Era costumbre lavarlos temprano para que se “asolearán” y había que quitarlos antes de que anocheciera, porque les daba “el sereno”, que decían provocaba urticaria y comezón en los niños y había que lavarlos de nuevo.

El baño del niño, antes de las siete de la noche, era un ritual, por lo general lo hacía la abuela para que aprendiera la nuera o bien una tía que tenía como 12 hijos.

Si los niños eran chillones, había que bañarlos con hojas de lechuga en el agua y poner unas hojas debajo de almohada y dormían tranquilos.
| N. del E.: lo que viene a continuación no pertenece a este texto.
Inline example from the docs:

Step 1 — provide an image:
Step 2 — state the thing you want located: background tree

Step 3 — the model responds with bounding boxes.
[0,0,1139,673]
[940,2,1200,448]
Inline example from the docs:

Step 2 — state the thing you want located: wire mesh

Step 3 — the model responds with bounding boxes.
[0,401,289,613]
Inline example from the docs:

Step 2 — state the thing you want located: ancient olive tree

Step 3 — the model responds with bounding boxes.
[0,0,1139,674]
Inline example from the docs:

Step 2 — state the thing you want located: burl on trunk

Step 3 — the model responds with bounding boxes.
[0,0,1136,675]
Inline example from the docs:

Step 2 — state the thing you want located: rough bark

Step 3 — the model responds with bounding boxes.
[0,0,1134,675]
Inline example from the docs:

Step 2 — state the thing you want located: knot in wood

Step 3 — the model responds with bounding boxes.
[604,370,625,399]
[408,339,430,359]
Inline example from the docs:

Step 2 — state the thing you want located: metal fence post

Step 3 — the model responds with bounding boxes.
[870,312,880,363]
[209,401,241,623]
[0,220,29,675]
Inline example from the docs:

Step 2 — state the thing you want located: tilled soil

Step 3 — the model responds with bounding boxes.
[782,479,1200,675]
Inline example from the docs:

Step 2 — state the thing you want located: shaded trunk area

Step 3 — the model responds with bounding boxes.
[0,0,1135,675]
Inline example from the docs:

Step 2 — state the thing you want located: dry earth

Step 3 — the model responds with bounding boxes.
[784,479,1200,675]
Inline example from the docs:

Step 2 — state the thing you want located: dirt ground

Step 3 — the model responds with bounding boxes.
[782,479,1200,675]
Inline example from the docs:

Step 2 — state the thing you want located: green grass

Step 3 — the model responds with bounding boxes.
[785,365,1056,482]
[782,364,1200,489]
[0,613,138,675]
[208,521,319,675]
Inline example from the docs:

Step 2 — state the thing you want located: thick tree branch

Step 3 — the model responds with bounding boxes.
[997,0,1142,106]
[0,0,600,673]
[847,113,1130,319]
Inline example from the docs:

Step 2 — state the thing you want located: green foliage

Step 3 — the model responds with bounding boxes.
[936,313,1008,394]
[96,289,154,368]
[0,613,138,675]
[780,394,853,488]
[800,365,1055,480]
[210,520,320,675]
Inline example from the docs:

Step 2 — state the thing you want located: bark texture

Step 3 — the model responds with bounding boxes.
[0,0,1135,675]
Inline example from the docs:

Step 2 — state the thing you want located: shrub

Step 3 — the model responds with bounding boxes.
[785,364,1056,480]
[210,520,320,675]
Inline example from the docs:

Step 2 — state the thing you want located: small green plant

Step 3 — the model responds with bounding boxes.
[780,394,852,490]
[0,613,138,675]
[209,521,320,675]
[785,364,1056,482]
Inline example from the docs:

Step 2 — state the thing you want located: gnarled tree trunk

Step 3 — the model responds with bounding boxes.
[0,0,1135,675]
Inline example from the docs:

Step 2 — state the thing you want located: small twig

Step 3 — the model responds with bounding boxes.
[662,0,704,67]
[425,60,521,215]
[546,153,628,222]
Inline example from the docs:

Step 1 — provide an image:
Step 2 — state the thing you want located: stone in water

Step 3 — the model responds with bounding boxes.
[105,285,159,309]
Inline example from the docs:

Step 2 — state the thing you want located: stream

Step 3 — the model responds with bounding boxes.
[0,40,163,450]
Siguiendo con los niños, para evitar el “mal de ojo” o la “vista pesada” de personas o vecinos, había que colgarles un “ojo de venado” o un listón color rojo, con eso están protegidos de envidia.

Si el niño lloraba de manera inexplicable, decían que tenía “la mollera” caída y lo llevaban con una mujer que le hacía remedios caseros y santo remedio, el niño dejaba de llorar. Uno de los métodos para curar la mollera caída, es (era) sostener al niño de los pies, con la cabeza hacia abajo y golpear levemente las plantas de los pies.

La razón de la mollera caída dicen que es cuando se le retira muy rápido la mamila al niño, o bien no se tiene cuidado al cargarlo.

Para alimentarlo bien, todavía no había Gerber, no podía faltar el caldo de patitas de pollo, hígado de pollo machacado, zanahoria en puré, pobre niño, tenía que comer de acuerdo a la medida del hambre de la madre.

Y cuando los niños estaban a punto de caminar, los asoleaban al mediodía, para que los huesos se fortalecieran. Nada se sabía de los rayos ultravioleta y del cáncer en la piel.

Cómo olvidar que cuando se asistía al cine, antes de salir, las personas mayores recomendaban a los niños que se restregaran los ojos para evitar el aire.

Y si le daba “aire”, con un ramo de ruda, de olor penetrante, la pasaban por la cabeza y los ojos y nada de ir al doctor. Los remedios caseros estaban a la orden del día, si el niño había comido afuera de escuela, jícamas, chicharrón, pepino con chile y se enfermaba del estómago, no podían faltar las purgas o té de gordolobo. O bien los tés que sabían a veneno, gelatinas y el Sidral Mundet, porque decían que era de manzana.

Para la tos, había un remedio casero, que más bien parecía tortura: hervían ajos con azúcar y se lo daban al enfermo, una cucharada cada cinco horas, sale sobrando decir que sabía a veneno y dejaba aliento de dragón. Ante el riesgo de ese “remedio” nadie decía que tenía tos.

Para asustar a los niños, los amenazaban con los “robachicos”. Ahora de aplicar ese método, lo más seguro es que el menor levante una demanda en Derechos Humanos y los acuse de bullying.

Si alguien había recibido una fuerte impresión (el estado de cuenta de la tarjeta de crédito, el recibo del consumo del agua, etcétera), un susto, era imprescindible comer un pan duro, para evitar la diabetes.

Sí, todo ha cambiado hasta la alimentación para los perros, antes se hacía un caldo con tortillas, huacal y pescuezos de pollo, era al plato favorito. Ahora son las croquetas, de acuerdo a la edad del can, si le daba “catarro” al guardián (el perro) de la casa le ponían un collar de limones y punto. No, hoy en día, hay que llevarlo al veterinario, nada de remedios caseros.

Ya grandecitos como olvidar las tardeadas, cada invitado llevaba sus discos de acetato, de 33 y 45 rpm con su nombre, al final de la reunión los buscaba y no pocas veces se llevaba la funda, pero con el disco equivocado.

Y los nostálgicos, se consideran sobrevivientes a esas prácticas “médicas” que padecieron.